Did you hear that the skylink network is accepting beta testers? Might be in your region I don't know.
 
on PC who cares except for download times. SSD and HDD are cheap for PC.

Consuming 100gb on my PS4 is just plain stupid.

Many people have monthly bandwidth limits which effect both the PC and consoles. Giving that console players have the option to opt out of going over their data cap and PC users do not seems a bit unfair.

Though I am not sure if the options available to lower the install size on a console is before or after the download.
 
For people to have the idea that it's okay to force PC users to have higher file sizes is okay just because they can add more space is sort of childish. Since console users have the same exact option to use external hard drives, so why not force them to go out and fork over money for more space? On top of the PCs require a lot more room to allow maintenance to even run. Being both a PC and console user my console does everything for me with very little space needed. The point is a 1tb HD doesn't allow a lot of games to be installed on it, high end that is. One spends 60$ on a game to play then is forced to go and purchase a HD for another 60$+ to play that game. And then people sit here and say there's nothing wrong with this? Also when it gives system requirements they should tell buyers they'll need 175gb to install as this is false. They should keep it updated so one knows not to buy it if they dont have 230GB to spare.
 
Biggest issue to me is that I don't like reinstalling games, so I'd have to add spinners back to my build to mitigate the problem. Or set up another iSCSI target on my NAS...

This is mainly because desktops just don't have enough PCIe lanes for multiple NVMe SSDs, and at the same time, larger M.2 SSDs are just too expensive, putting a 'reasonable' cap on the max high-speed local storage one can have without having to resort to less reasonable measures like HEDT platforms or say external Thunderbolt SSD arrays.
 
Are you able to use a cache server to help speed up multiple installs of a game from Steam? I had it setup on an old NAS like 10+ years ago when I hosted LAN parties a lot, but I messed with squid since then. I seem to remember reading something a while back about the protocol being changed, or something changing in the steam download process that made it not work anymore.
 
From what I gather Linus from linustechtips still seems to have a steamcache server running for his company.
 
Really have no idea; main issue is that with a faster internet connection, having an 'archived' copy of the game's folder isn't that useful since it has to be completely rechecked, and by the time you've copied it back over and rechecked it, you usually can just have reinstalled it.

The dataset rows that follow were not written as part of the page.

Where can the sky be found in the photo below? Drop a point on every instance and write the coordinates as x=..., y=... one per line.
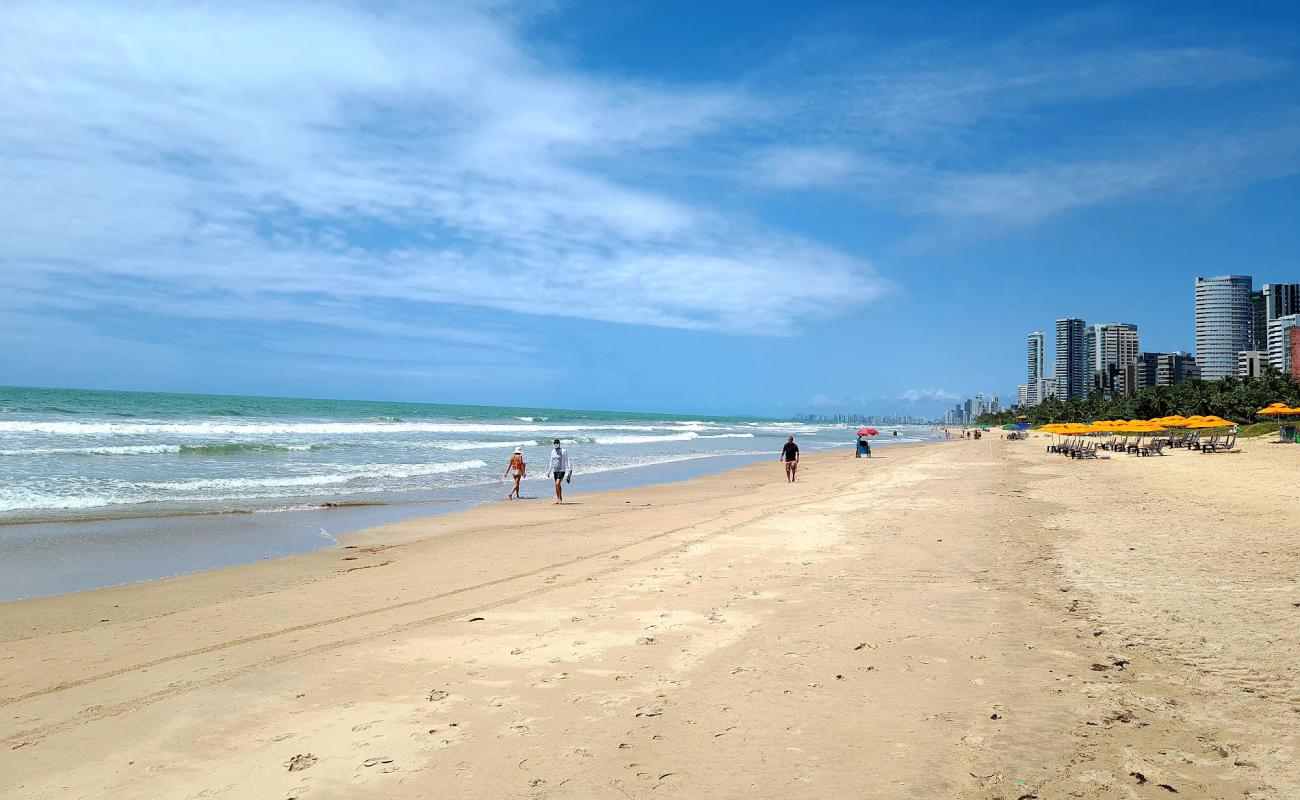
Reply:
x=763, y=208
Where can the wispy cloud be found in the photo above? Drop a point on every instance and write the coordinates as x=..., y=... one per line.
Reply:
x=330, y=160
x=995, y=135
x=927, y=394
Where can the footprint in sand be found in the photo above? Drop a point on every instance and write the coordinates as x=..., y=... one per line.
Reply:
x=300, y=761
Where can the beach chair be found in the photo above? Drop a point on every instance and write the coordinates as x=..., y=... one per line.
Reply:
x=1221, y=444
x=1208, y=444
x=1155, y=446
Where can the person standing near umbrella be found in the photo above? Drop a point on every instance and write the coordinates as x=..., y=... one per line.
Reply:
x=791, y=458
x=863, y=445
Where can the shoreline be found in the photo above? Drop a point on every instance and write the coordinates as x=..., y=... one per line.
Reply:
x=267, y=537
x=956, y=619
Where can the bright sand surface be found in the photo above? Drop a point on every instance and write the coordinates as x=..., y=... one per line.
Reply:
x=962, y=619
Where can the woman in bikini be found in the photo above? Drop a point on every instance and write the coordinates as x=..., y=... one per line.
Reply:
x=515, y=468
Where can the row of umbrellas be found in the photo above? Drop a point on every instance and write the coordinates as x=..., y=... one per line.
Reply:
x=1139, y=426
x=1160, y=423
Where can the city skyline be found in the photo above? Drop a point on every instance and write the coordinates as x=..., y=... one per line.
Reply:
x=1239, y=332
x=732, y=208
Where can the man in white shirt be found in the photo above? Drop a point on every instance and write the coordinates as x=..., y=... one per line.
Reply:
x=560, y=470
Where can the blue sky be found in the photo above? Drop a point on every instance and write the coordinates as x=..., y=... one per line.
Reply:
x=748, y=208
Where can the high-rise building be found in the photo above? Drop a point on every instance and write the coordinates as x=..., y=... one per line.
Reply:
x=1251, y=363
x=1223, y=323
x=1279, y=342
x=1295, y=350
x=1109, y=353
x=1069, y=364
x=1266, y=305
x=1036, y=368
x=1165, y=368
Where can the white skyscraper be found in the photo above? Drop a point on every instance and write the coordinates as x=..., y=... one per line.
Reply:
x=1223, y=325
x=1110, y=350
x=1038, y=345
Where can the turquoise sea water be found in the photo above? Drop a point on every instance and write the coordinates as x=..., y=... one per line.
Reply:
x=104, y=487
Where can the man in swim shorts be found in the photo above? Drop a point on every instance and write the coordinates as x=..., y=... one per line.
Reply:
x=791, y=458
x=560, y=470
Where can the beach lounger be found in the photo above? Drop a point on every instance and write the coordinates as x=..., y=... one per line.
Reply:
x=1221, y=444
x=1155, y=446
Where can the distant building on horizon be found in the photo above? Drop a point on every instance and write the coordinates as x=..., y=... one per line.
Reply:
x=1165, y=368
x=1223, y=323
x=1295, y=350
x=1036, y=372
x=1268, y=303
x=1279, y=342
x=1251, y=363
x=1109, y=354
x=1070, y=368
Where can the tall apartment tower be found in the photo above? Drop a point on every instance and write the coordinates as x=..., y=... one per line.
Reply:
x=1272, y=302
x=1038, y=345
x=1223, y=323
x=1070, y=368
x=1279, y=342
x=1109, y=354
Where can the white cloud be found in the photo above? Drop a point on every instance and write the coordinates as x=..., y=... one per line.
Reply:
x=999, y=135
x=260, y=154
x=927, y=394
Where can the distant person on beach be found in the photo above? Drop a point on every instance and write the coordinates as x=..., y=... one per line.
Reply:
x=515, y=468
x=560, y=470
x=791, y=458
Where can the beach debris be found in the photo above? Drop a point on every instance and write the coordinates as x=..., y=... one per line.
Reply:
x=300, y=761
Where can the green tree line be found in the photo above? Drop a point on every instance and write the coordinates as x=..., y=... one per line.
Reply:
x=1231, y=398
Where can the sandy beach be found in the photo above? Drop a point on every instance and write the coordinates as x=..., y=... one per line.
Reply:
x=960, y=619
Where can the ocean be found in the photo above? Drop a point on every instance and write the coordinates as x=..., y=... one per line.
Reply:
x=156, y=484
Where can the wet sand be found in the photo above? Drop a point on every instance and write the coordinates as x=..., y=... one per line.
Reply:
x=962, y=619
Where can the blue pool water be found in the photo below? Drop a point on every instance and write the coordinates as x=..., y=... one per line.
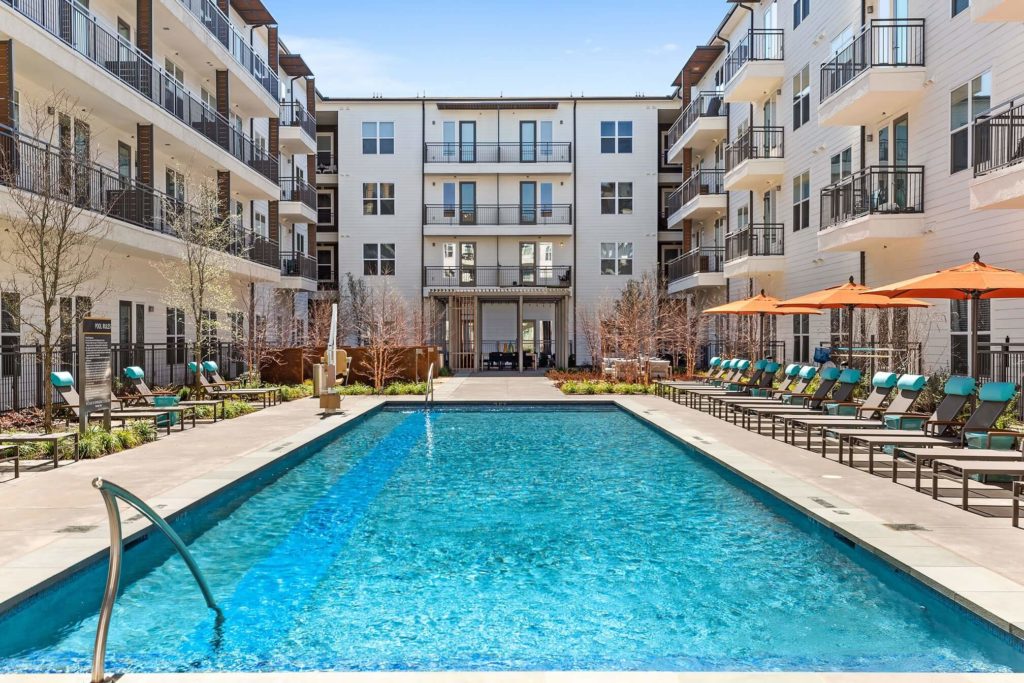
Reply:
x=500, y=539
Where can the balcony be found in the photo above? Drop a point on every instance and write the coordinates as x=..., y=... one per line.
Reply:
x=756, y=250
x=702, y=196
x=76, y=28
x=702, y=123
x=755, y=68
x=875, y=207
x=298, y=201
x=505, y=219
x=881, y=72
x=34, y=166
x=297, y=131
x=498, y=276
x=697, y=268
x=532, y=158
x=757, y=160
x=996, y=10
x=998, y=158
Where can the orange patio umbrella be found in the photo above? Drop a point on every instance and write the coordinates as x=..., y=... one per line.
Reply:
x=762, y=305
x=849, y=296
x=971, y=282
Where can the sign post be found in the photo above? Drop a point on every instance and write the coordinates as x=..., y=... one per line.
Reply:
x=94, y=374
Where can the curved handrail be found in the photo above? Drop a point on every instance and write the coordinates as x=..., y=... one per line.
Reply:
x=111, y=492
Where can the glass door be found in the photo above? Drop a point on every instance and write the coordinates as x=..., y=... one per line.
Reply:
x=527, y=141
x=467, y=141
x=527, y=203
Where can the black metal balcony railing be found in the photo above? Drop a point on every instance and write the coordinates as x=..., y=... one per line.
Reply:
x=876, y=189
x=221, y=28
x=998, y=137
x=704, y=181
x=884, y=43
x=708, y=103
x=756, y=142
x=499, y=275
x=294, y=115
x=297, y=264
x=73, y=25
x=493, y=214
x=497, y=153
x=34, y=166
x=297, y=189
x=757, y=45
x=701, y=259
x=756, y=240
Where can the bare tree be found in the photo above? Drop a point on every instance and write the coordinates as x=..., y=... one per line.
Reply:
x=199, y=282
x=60, y=206
x=384, y=330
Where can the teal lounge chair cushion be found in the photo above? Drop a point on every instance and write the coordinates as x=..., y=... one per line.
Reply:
x=911, y=383
x=849, y=376
x=958, y=386
x=61, y=380
x=999, y=441
x=885, y=380
x=134, y=373
x=999, y=392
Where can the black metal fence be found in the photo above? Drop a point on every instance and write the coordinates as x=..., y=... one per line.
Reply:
x=876, y=189
x=22, y=368
x=884, y=43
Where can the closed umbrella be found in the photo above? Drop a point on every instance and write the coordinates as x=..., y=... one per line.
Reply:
x=850, y=296
x=971, y=282
x=762, y=305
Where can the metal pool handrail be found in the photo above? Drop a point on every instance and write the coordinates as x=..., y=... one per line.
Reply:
x=111, y=493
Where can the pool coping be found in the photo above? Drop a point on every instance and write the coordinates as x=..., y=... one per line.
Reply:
x=66, y=557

And that's just Steam... what to do about Origin, UPlay, Xbox Live, Epic, etc.?

Honestly I wish that was a 'supported feature' that was common to these services, i.e., allow you to maintain an 'archive' copy somewhere locally that stays updated. I kind of feel that that'd be useful for desktops and consoles.
 
Really have no idea; main issue is that with a faster internet connection, having an 'archived' copy of the game's folder isn't that useful since it has to be completely rechecked, and by the time you've copied it back over and rechecked it, you usually can just have reinstalled it.

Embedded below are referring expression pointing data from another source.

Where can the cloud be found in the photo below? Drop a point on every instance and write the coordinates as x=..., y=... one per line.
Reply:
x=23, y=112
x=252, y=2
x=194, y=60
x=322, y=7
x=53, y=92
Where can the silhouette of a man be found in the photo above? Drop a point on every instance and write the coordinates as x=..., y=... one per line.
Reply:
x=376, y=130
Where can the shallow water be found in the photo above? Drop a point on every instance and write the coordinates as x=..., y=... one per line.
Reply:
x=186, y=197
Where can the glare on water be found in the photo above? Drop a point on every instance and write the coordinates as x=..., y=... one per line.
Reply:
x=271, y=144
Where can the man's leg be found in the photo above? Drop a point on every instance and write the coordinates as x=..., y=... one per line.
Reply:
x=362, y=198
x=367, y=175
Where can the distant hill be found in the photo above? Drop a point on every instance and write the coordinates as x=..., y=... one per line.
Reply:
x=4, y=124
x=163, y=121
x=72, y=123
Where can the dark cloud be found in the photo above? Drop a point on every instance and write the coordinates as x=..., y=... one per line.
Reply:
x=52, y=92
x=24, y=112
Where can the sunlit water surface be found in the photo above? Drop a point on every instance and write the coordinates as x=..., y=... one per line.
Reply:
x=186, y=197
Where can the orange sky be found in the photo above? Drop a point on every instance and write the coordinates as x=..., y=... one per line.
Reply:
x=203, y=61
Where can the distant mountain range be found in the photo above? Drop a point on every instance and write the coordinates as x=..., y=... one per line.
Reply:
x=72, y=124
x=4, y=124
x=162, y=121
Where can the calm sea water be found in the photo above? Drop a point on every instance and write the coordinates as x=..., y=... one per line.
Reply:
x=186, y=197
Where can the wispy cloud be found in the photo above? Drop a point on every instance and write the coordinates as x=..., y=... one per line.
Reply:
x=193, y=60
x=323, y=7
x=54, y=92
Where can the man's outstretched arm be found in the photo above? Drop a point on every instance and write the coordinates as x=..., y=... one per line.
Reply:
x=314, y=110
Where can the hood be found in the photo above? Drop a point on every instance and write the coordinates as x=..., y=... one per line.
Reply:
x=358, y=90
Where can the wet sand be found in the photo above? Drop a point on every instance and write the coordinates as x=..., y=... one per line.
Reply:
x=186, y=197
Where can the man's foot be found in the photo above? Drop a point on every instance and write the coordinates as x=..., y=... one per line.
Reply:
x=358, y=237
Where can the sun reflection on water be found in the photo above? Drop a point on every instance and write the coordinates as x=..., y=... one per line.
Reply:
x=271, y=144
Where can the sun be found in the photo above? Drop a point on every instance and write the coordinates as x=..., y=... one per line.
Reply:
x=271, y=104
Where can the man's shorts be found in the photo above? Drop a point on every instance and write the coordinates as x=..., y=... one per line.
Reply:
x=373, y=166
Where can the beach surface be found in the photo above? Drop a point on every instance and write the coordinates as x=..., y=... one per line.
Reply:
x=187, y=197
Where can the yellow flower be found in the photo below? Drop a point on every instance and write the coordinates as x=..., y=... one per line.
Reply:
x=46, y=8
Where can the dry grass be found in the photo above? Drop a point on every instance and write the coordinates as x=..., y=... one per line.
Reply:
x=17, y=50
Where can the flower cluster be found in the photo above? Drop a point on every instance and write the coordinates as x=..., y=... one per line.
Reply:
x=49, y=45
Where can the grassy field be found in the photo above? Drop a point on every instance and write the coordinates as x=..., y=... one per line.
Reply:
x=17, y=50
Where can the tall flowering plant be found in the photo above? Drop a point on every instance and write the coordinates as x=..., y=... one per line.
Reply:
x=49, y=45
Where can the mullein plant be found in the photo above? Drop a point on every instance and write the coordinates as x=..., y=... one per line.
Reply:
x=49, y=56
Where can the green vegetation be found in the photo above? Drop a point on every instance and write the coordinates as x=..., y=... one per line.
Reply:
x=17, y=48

And that's just Steam... what to do about Origin, UPlay, Xbox Live, Epic, etc.?

Honestly I wish that was a 'supported feature' that was common to these services, i.e., allow you to maintain an 'archive' copy somewhere locally that stays updated. I kind of feel that that'd be useful for desktops and consoles.

Back when I hosted one for Steam it didn't work like that. If the data stored on the cache server was different from what was stored on Steams servers then you'd only download the new data and that'd would get added to the cache server, but you'd download everything else from the cache server at your LAN's speed.

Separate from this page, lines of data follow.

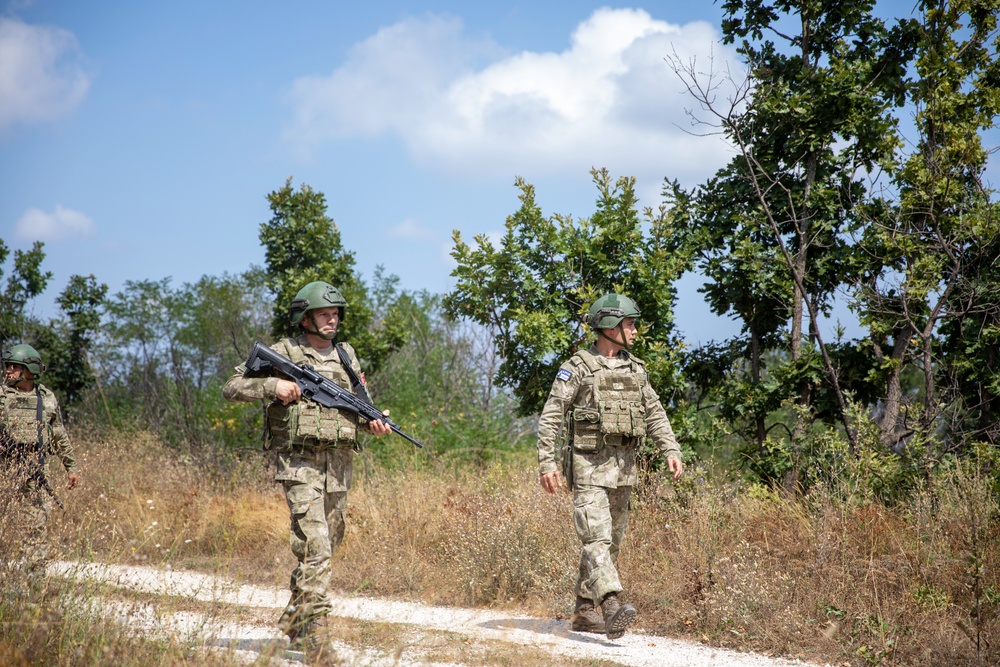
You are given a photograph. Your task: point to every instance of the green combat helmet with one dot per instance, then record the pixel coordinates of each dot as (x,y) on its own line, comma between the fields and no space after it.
(608,313)
(26,356)
(316,295)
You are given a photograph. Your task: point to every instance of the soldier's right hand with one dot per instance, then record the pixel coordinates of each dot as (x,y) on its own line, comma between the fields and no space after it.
(287,392)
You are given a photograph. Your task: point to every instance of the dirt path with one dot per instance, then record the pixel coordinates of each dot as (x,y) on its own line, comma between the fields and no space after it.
(249,640)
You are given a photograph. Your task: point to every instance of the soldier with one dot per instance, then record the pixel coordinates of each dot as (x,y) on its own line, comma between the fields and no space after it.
(314,447)
(604,397)
(30,428)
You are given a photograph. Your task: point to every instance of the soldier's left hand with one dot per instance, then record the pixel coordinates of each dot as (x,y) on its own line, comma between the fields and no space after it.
(379,427)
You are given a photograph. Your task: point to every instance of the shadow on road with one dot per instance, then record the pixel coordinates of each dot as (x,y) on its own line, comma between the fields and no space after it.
(542,626)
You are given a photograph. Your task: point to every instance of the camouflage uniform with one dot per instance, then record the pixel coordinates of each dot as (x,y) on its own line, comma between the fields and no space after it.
(19,418)
(314,447)
(610,407)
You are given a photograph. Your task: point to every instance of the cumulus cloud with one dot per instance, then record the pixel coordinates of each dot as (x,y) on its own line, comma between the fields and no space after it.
(409,230)
(610,99)
(42,77)
(61,224)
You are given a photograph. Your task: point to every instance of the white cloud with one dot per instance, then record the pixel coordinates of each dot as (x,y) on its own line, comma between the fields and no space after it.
(411,231)
(609,100)
(41,73)
(61,224)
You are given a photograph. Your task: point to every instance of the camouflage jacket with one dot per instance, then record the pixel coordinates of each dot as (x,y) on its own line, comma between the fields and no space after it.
(19,419)
(606,420)
(304,424)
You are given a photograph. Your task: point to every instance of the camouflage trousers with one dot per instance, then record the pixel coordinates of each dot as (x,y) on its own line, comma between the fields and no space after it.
(317,529)
(25,515)
(600,515)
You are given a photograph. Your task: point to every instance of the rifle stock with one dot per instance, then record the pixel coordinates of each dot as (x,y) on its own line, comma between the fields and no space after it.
(263,361)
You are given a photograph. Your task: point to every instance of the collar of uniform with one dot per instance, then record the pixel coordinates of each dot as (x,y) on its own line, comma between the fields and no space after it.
(310,351)
(623,357)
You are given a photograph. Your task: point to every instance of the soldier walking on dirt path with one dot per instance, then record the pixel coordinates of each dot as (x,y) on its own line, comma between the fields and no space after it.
(602,400)
(31,429)
(314,446)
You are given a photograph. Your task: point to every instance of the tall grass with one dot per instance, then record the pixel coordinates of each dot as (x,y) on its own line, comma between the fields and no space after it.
(834,576)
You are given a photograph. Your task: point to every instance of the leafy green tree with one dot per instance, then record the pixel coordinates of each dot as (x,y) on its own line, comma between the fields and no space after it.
(26,281)
(532,291)
(929,295)
(72,338)
(813,118)
(302,244)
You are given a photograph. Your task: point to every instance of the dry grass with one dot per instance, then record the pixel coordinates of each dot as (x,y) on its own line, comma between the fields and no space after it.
(828,577)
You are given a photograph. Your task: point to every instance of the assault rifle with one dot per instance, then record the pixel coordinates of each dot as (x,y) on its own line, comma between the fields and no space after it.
(263,361)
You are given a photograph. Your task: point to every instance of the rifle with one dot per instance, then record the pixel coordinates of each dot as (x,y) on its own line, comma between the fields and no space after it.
(263,361)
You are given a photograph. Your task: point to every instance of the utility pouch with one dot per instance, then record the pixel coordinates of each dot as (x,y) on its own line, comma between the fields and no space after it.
(586,429)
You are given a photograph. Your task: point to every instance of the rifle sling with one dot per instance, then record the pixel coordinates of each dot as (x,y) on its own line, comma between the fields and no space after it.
(38,418)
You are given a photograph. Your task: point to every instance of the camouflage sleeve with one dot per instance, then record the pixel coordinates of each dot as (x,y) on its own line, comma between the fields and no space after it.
(550,422)
(59,443)
(657,425)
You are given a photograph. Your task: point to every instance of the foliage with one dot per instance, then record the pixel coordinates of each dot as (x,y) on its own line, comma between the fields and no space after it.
(165,353)
(439,387)
(532,291)
(67,343)
(25,282)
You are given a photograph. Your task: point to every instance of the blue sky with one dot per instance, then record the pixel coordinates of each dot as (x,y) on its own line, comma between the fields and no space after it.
(139,140)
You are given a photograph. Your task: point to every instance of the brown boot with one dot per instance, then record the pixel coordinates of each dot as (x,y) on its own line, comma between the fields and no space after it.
(312,635)
(292,622)
(617,616)
(586,618)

This made it much, much easier when 4 - 5 people would be downloading a new game we wanted to play on a ~10Mbps connection or so.

Steam uses (or used) the standard HTTP protocol so nothing fancy. If Origin, Uplay, Xbox, Epic, PSN all use the same HTTP protocol then they'd be able to do it as well.
 
I think archived Steam games worked pretty well; Origin not so much, and that's where my most played games are.

And yeah, it really shouldn't be that hard!